In the test case you included in the commit log, I expect the
echo in test2 to work, and write to file "out" the way NetBSD's
sh (and all Bourne shell variants, since the first one) have
always done.

That is, the shell code

	exec 3>&1
	cmd

is (and always was intended to be) the same as the (abbreviated) C code

	dup2(1, 3);
	if (fork() == 0)
		execlp("cmd", "cmd", (char *)0);
	else
		wait(&status);

The case you use "exec 6>out" is similar, but messier to write directly
in C because there's no "open_giving_fd_n()" function, so it needs an
open/dup2/close sequence, so I'll omit that one (I'd probably
get it wrong...).  The effect should be the same however.

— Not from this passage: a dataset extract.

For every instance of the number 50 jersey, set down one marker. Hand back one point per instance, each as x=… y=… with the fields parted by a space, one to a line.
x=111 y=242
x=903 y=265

If I wanted fd 6 closed when test2 was run in your example, I'd write
the line that runs it as ...

	sh ./test2 6>&-

We know fd 6 is open at that point, the "exec >&6" is there explicitly,
and the close hasn't happened yet.

Now I know that POSIX says you're allowed to do it the way you have changed
it to, but that's only because ksh (for whatever reason) decided to change
the semantics, and what ksh does seems to have inordinate sway with the
posix shell people...

But, they say ...

	it is unspecified whether those file descriptors remain open
	when the shell invokes another utility

so the way that NetBSD's shell (and Bourne shells in general) have always
done it is just as valid.

That's why you haven't "fixed" anything in the rc system by the change.
What you have done is made it rely upon (your version of) NetBSD's
implementation of that unspecified operation.   Take the scripts to any
other (rational) system and the bug (if there is one) would reappear.
On NetBSD the bug will be hidden, which makes it one of more insidious type.

If there is a bug there, it should be fixed in the scripts (by explicitly
closing fd's that have been opened using exec when they are not needed).

The "if" is not because I believe the daemons you showed need, or want,
to have those fds open, but because the rc scripts are complex, and I
have not analysed them to determine whether they are relying upon the
"keep open through exec" behaviour for some reason.  And yes, that would
also be relying on unspecified behaviour, but it is at least the ancient
historic behaviour, where it is very hard to code correctly in any sane way
if close_on_exec is forced on when it is not wanted (whereas it is trivial
to close fds that have been opened but are not wanted).

kre

ps: have you tested the shell with your change to make sure that

	exec >outfile

followed by

	cmd1; cmd2; cmd3

doesn't run those commands with stdout closed?